Hari kedua diarahkan pada praktik langsung dalam bentuk aksi nyata. Peserta dibagi dalam kelompok kecil dan melaksanakan mini projek. Mini projek ini meliputi Togelan (Together Lunch), Soleh (Society Leadership), dinamika kelompok. Kegiatan Togelan (Together Lunch) merupakan kegiatan makan bersama dimana masing- masing anggota dalam kelompok memiliki tanggungjawab untuk membawa makanan untuk disajikan sebagai makan siang.

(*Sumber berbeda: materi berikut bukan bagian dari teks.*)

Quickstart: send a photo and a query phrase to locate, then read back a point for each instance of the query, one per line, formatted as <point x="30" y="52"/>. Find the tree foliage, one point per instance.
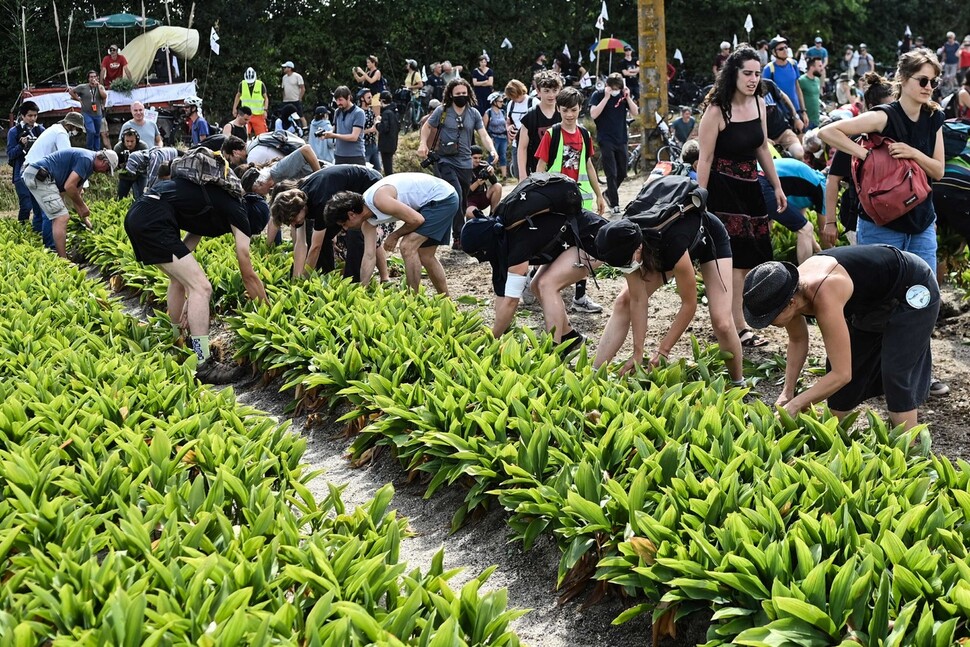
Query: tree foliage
<point x="326" y="39"/>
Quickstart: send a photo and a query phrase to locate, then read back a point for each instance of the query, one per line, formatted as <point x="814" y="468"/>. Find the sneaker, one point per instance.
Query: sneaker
<point x="586" y="305"/>
<point x="938" y="388"/>
<point x="214" y="372"/>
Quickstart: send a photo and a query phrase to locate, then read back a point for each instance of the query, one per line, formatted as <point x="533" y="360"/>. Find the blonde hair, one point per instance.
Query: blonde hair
<point x="910" y="64"/>
<point x="515" y="89"/>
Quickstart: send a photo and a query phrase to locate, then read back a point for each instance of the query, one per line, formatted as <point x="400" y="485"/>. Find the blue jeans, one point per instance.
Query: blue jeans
<point x="373" y="155"/>
<point x="92" y="125"/>
<point x="502" y="148"/>
<point x="922" y="244"/>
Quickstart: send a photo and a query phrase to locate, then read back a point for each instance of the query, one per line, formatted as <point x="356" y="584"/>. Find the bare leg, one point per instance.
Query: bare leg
<point x="616" y="331"/>
<point x="188" y="272"/>
<point x="435" y="272"/>
<point x="737" y="277"/>
<point x="720" y="300"/>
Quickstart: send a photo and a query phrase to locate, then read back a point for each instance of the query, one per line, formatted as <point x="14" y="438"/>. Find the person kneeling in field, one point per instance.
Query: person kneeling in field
<point x="301" y="206"/>
<point x="876" y="307"/>
<point x="153" y="225"/>
<point x="426" y="206"/>
<point x="646" y="257"/>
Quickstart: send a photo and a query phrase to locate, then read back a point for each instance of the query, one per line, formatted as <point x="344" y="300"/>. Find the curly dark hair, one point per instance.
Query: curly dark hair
<point x="335" y="213"/>
<point x="726" y="83"/>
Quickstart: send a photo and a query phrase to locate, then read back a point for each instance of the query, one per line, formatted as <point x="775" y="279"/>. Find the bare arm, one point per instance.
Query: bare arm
<point x="254" y="287"/>
<point x="687" y="289"/>
<point x="369" y="260"/>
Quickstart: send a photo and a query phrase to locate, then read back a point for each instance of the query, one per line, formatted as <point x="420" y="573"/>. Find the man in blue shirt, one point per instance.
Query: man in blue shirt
<point x="785" y="75"/>
<point x="66" y="171"/>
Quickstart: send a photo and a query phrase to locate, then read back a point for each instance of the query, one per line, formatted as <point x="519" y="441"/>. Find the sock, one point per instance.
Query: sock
<point x="200" y="344"/>
<point x="580" y="289"/>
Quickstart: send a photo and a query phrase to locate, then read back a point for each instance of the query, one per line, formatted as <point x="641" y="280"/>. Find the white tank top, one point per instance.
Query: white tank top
<point x="413" y="189"/>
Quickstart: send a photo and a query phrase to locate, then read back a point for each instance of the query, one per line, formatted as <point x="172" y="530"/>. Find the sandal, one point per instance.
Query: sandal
<point x="750" y="340"/>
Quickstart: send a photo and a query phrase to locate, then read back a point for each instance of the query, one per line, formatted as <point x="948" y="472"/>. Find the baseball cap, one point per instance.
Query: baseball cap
<point x="617" y="241"/>
<point x="767" y="290"/>
<point x="112" y="158"/>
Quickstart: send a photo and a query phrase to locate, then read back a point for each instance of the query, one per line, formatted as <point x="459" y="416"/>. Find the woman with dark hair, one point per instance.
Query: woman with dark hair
<point x="920" y="139"/>
<point x="878" y="92"/>
<point x="734" y="141"/>
<point x="696" y="236"/>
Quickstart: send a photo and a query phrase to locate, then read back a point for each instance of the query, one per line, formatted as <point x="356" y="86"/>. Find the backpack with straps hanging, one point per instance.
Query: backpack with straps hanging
<point x="888" y="187"/>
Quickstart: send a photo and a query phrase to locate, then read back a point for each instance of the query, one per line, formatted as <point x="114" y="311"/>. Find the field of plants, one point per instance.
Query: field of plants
<point x="667" y="488"/>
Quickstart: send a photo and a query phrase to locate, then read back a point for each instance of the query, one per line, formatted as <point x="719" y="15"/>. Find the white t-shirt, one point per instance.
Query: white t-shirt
<point x="291" y="86"/>
<point x="50" y="141"/>
<point x="413" y="189"/>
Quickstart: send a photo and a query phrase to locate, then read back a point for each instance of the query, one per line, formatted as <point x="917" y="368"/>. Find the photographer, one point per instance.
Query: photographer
<point x="484" y="192"/>
<point x="19" y="140"/>
<point x="446" y="140"/>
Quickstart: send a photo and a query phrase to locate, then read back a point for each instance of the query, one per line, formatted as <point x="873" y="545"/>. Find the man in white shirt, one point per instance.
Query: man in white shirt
<point x="293" y="90"/>
<point x="147" y="130"/>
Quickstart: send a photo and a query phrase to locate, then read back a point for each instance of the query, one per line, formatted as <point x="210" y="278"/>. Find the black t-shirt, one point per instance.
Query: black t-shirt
<point x="921" y="135"/>
<point x="321" y="185"/>
<point x="611" y="124"/>
<point x="211" y="218"/>
<point x="536" y="124"/>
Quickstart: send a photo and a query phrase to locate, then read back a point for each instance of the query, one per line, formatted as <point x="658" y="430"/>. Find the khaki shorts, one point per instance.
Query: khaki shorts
<point x="46" y="193"/>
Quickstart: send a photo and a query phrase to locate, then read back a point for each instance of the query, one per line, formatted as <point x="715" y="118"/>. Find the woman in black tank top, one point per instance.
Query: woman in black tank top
<point x="733" y="140"/>
<point x="876" y="308"/>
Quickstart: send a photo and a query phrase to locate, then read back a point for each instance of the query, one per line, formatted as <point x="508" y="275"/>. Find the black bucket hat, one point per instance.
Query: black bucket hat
<point x="767" y="290"/>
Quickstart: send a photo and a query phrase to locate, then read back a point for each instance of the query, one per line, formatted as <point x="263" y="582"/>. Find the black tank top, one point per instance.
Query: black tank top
<point x="877" y="273"/>
<point x="739" y="141"/>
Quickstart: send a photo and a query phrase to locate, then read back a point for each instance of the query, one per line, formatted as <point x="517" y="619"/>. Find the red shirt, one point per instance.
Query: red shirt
<point x="572" y="146"/>
<point x="114" y="68"/>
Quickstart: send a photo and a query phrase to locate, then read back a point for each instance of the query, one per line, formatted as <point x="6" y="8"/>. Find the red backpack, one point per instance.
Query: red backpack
<point x="888" y="187"/>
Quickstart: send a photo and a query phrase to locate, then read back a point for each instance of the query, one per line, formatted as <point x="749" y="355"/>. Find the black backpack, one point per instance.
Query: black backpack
<point x="664" y="201"/>
<point x="484" y="237"/>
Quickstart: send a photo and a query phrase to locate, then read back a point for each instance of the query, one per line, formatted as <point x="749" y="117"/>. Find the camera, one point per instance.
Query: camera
<point x="430" y="160"/>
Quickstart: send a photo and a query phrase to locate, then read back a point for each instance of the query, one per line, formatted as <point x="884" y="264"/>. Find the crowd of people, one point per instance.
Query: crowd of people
<point x="769" y="144"/>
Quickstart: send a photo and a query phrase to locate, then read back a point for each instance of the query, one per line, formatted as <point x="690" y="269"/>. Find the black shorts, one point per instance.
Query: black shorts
<point x="891" y="348"/>
<point x="154" y="232"/>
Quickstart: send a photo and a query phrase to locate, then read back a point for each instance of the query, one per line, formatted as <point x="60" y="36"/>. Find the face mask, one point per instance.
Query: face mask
<point x="631" y="268"/>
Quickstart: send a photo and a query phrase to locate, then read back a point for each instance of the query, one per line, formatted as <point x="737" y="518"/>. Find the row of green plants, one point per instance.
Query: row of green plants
<point x="667" y="487"/>
<point x="138" y="507"/>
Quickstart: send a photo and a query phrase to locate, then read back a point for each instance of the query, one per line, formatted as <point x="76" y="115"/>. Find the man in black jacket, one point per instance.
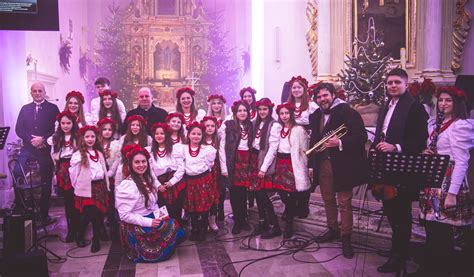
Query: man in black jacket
<point x="342" y="166"/>
<point x="146" y="109"/>
<point x="34" y="125"/>
<point x="401" y="127"/>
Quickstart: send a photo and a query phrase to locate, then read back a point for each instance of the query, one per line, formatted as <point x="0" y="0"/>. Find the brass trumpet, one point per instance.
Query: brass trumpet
<point x="339" y="132"/>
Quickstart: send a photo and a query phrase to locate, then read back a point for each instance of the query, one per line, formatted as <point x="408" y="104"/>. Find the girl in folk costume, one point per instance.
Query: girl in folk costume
<point x="75" y="105"/>
<point x="216" y="107"/>
<point x="111" y="147"/>
<point x="64" y="143"/>
<point x="185" y="105"/>
<point x="291" y="169"/>
<point x="211" y="139"/>
<point x="200" y="190"/>
<point x="108" y="108"/>
<point x="265" y="146"/>
<point x="167" y="163"/>
<point x="91" y="185"/>
<point x="443" y="209"/>
<point x="175" y="121"/>
<point x="299" y="97"/>
<point x="234" y="155"/>
<point x="144" y="236"/>
<point x="248" y="95"/>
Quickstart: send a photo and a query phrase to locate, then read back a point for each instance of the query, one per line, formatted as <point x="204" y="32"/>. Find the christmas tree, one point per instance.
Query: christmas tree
<point x="114" y="61"/>
<point x="365" y="70"/>
<point x="222" y="72"/>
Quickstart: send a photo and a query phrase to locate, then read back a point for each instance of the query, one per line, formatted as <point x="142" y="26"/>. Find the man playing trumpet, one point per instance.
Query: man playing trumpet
<point x="340" y="163"/>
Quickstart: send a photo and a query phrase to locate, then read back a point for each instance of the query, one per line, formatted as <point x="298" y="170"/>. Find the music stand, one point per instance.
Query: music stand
<point x="3" y="136"/>
<point x="398" y="169"/>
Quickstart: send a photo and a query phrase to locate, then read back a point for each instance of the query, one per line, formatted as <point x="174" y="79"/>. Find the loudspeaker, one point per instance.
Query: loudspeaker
<point x="33" y="263"/>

Fokus kegiatan ini adalah kepedulain terhadap orang, membangun kebersamaan dan tanggungjawab. Soleh (Society Leadership), peserta diterjunkan ke Pasar Argosari untuk membantu pedagang berjualan. Kegiatan ini memfokuskan peserta untuk memilik keberanian berbicara dan mengambil inisatif. Salah satu peserta menyatakan bahwa kegiatan Soleh menarik dan membuka wawasannya betapa sulitnya bekerja untuk mendapatkan uang.

Melalui dua hari kegiatan LKTD ini, peserta memahami bahwa menjadi pribadi yang bertumbuh memerlukan proses panjang dan konsisten. Kepemimpinan tidak terbentuk dalam sehari, tetapi melalui pengalaman yang menantang, hubungan dengan orang lain, serta kemauan untuk terus memperbaiki diri. Kegiatan ini diharapkan mampu menanamkan nilai tanggung jawab, integritas, dan kolaborasi dalam diri setiap peserta, sehingga mereka tidak hanya menjadi pemimpin OSIS yang kompeten, tetapi juga pribadi yang membawa dampak positif di lingkungan sekolah dan masyarakat.
Dengan selesainya kegiatan ini, para calon pemimpin muda diharapkan mampu melangkah lebih percaya diri, lebih peka terhadap kebutuhan orang lain, serta lebih matang dalam bersikap. Mereka telah memulai perjalanan menjadi pribadi yang bertumbuh—sebuah perjalanan yang akan terus berlanjut sepanjang hidup mereka.